The accidents and risks are real. Remember the Wyoming groom (YouTube video below) who almost didn’t get to say “I Do” as a result of being hit by the photographer’s drone? How about the drone that came crashing down on a busy Manhattan street almost hitting a businessman’s head near Grand Central Station?
So, will there be a day when the FAA mandates the licensing of drone pilots? NBC News looked at the Drone Driving License issue last year:
“In the late 1920s, aircrafts were still failing out of the sky left and right,” Missy Cummings, who studies drones and autonomous systems at MIT, said at a panel discussion at the Drones and Aerial Robotics Conference (DARC) in New York on Saturday.

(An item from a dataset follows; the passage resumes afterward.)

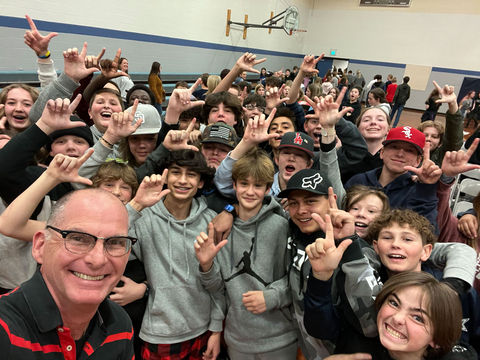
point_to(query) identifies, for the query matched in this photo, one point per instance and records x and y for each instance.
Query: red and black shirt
(31, 327)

Today, drone technology is at the same place … Classifying the crafts by weight could help regulators come up with an effective safety strategy, several panelists agreed. Others are less sure that humans, even trained ones, can be trusted at all. Drones would need to come with software-based “training wheels,” or “safety bumpers,” to protect amateurs and reckless pilots from harming themselves and others, Cummings said.
Some have suggested that the solution will be be found in drone registration. They argue that requiring a unique identifier (similar to your car’s VIN) by the drone manufacturer coupled with the registration (yes, there will be fees) by the owner will create a sense of responsibility and more importantly, liability.
With registration, lost drones could be returned to their rightful owner as would be the case in Sussex, England where the police are spreading the word of two recently recovered drones.
Undoubtedly the discussion of pilot licensing and owner registration are big topics as the FAA prepares for their 2015 rules to integrate nonmilitary drones into U.S. airspace. Learn more in our article, Who Owns the Sky? The FAA’s Drone Integration Plan, Part I
Ted Morgan says
But is the FAA the right group to do this? They are used to certifying jumbo jets and private planes, not $500 quads or gliders that weigh less than a kg. The innovation in the plane and copter designs as well as the advanced in flight controls is happening so fast, government certification would kill it.
alanphillips says
We posted an article last month entitled “President Obama Should Appoint Sullenberger as Drone Czar“. The focus was on questioning whether the FAA was the right group to manage the emergence of this new industry. Certainly the FAA should have an active and substantial seat at the table, but given how big the economic opportunity is, wouldn’t it make more sense to have an outsider lead the charge? With such leadership, registration program responsibility would likely not end up in the lap of the FAA.